"Still, we must see Whitesand Bay," said one of us, recalling a story a friend had once told how, staying at Land's End, she crossed the bay alone in a blinding storm, took refuge at the coastguard station, where she was hospitably received, and piloted back with most chivalric care by a coastguard, who did not tell her till their journey's end that he had left at home a wife, and a baby just an hour old.

No such romantic adventure befell us. We only caught a glimmer of the bay through drizzling rain, which by the time we reached Sennen village had become a regular downpour. Evidently, we could do no more that day, which was fast melting into night.

"We'll go home," was the sad resolve, glad nevertheless that we had a comfortable "home" to go to.

So closing the carriage and protecting ourselves as well as we could from the driving rain, we went forward, passing the Quakers' burial ground, where is said to be one of the finest views in Cornwall; the Nine Maidens, a circle of Druidical stones, and many other interesting things, without once looking at or thinking of them.

Half a mile from Marazion the rain ceased, and a light like that of the rising moon began to break through the clouds. What a night it might be, or might have been, could we have stayed at the Land's End!

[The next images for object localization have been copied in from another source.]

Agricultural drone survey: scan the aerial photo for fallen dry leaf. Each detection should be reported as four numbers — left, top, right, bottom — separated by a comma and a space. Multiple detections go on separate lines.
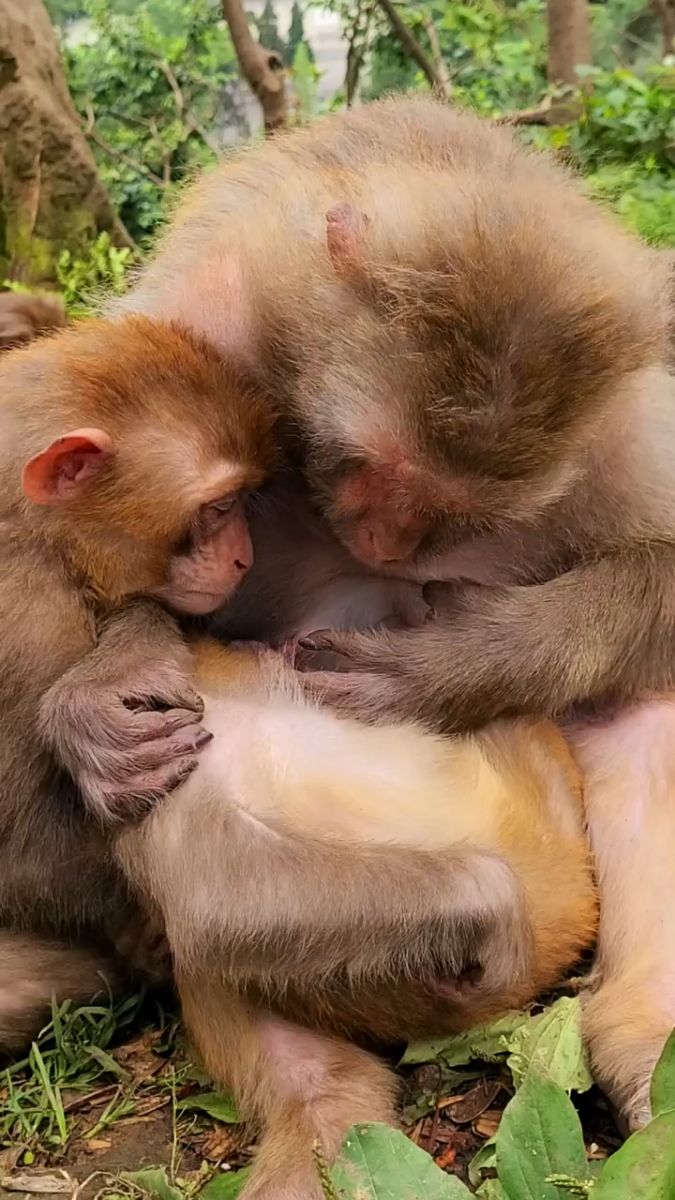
442, 1081, 501, 1125
473, 1109, 503, 1139
1, 1173, 72, 1194
114, 1033, 164, 1083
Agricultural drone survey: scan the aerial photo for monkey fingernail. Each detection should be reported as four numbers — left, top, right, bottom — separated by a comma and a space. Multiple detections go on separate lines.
298, 635, 333, 652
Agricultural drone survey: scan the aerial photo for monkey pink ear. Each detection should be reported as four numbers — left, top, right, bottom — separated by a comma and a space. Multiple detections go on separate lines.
325, 203, 370, 273
21, 427, 115, 506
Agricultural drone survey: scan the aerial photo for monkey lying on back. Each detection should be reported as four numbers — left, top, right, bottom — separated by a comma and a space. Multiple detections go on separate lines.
115, 640, 596, 1200
0, 315, 597, 1200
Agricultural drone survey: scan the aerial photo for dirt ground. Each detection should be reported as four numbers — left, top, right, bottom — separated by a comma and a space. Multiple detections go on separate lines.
0, 1011, 623, 1200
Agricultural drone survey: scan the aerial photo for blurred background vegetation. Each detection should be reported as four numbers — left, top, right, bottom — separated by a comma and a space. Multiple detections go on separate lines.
0, 0, 673, 306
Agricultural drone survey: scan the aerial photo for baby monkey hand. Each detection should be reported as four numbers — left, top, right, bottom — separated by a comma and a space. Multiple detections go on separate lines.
39, 600, 211, 826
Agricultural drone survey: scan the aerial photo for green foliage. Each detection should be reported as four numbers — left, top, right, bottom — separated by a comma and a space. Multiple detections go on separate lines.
292, 40, 321, 120
366, 1, 547, 111
64, 0, 237, 241
332, 1124, 473, 1197
0, 992, 144, 1149
56, 231, 134, 315
571, 65, 675, 170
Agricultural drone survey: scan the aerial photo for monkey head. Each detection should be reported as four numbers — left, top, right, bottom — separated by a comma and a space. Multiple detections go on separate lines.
297, 199, 669, 571
0, 291, 67, 350
8, 316, 277, 613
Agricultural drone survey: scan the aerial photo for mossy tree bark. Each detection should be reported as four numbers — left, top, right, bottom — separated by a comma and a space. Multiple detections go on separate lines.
0, 0, 132, 285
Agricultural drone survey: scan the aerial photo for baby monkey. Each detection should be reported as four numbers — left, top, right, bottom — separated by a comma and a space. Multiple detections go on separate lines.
0, 313, 597, 1200
0, 313, 274, 1044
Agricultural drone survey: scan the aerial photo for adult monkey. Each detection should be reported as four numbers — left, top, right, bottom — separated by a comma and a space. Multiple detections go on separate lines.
51, 96, 674, 1129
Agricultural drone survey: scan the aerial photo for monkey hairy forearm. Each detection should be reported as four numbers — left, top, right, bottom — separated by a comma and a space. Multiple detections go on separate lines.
296, 546, 675, 731
39, 600, 209, 826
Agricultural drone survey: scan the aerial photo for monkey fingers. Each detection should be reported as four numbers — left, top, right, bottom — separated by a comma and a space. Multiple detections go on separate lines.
298, 669, 414, 726
42, 682, 212, 826
78, 755, 202, 826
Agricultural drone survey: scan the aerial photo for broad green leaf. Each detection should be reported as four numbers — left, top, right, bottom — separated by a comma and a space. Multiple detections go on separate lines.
496, 1072, 588, 1200
199, 1170, 250, 1200
469, 1138, 497, 1187
651, 1029, 675, 1117
476, 1183, 508, 1200
403, 1013, 528, 1067
177, 1091, 240, 1123
332, 1123, 472, 1198
506, 998, 593, 1093
121, 1168, 185, 1200
592, 1111, 675, 1199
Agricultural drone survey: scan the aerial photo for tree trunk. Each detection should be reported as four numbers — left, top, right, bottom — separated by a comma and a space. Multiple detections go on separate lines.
652, 0, 675, 56
546, 0, 592, 88
221, 0, 287, 134
0, 0, 131, 285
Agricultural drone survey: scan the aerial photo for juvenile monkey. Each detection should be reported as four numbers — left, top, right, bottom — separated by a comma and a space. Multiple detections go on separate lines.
0, 291, 67, 350
0, 314, 275, 1049
111, 638, 596, 1200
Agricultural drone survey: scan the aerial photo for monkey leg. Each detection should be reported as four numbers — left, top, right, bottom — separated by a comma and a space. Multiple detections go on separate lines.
0, 930, 125, 1055
179, 970, 396, 1200
567, 700, 675, 1131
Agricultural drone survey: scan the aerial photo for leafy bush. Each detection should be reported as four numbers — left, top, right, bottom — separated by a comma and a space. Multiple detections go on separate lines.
56, 232, 134, 315
64, 0, 238, 241
571, 65, 675, 171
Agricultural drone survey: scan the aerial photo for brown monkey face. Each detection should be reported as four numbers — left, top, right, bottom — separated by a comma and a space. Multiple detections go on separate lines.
321, 462, 436, 570
153, 493, 253, 615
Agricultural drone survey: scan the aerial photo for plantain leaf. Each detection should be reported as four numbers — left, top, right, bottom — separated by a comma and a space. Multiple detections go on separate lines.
651, 1029, 675, 1118
177, 1092, 240, 1123
592, 1111, 675, 1199
332, 1123, 472, 1198
506, 998, 593, 1093
496, 1071, 588, 1200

That ghostly "might have been!" It is in great things as in small, the worry, the torment, the paralysing burden of life. Away with it! We have done our best to be happy, and we have been happy. We have seen the Land's End.


[DAY THE TWELFTH]

Monday morning. Black Monday we were half inclined to call it, knowing that by the week's end our travels must be over and done, and that if we wished still to see all we had planned, we must inevitably next morning return to civilisation and railways, a determination which involved taking this night "a long, a last farewell" of our comfortable carriage and our faithful Charles.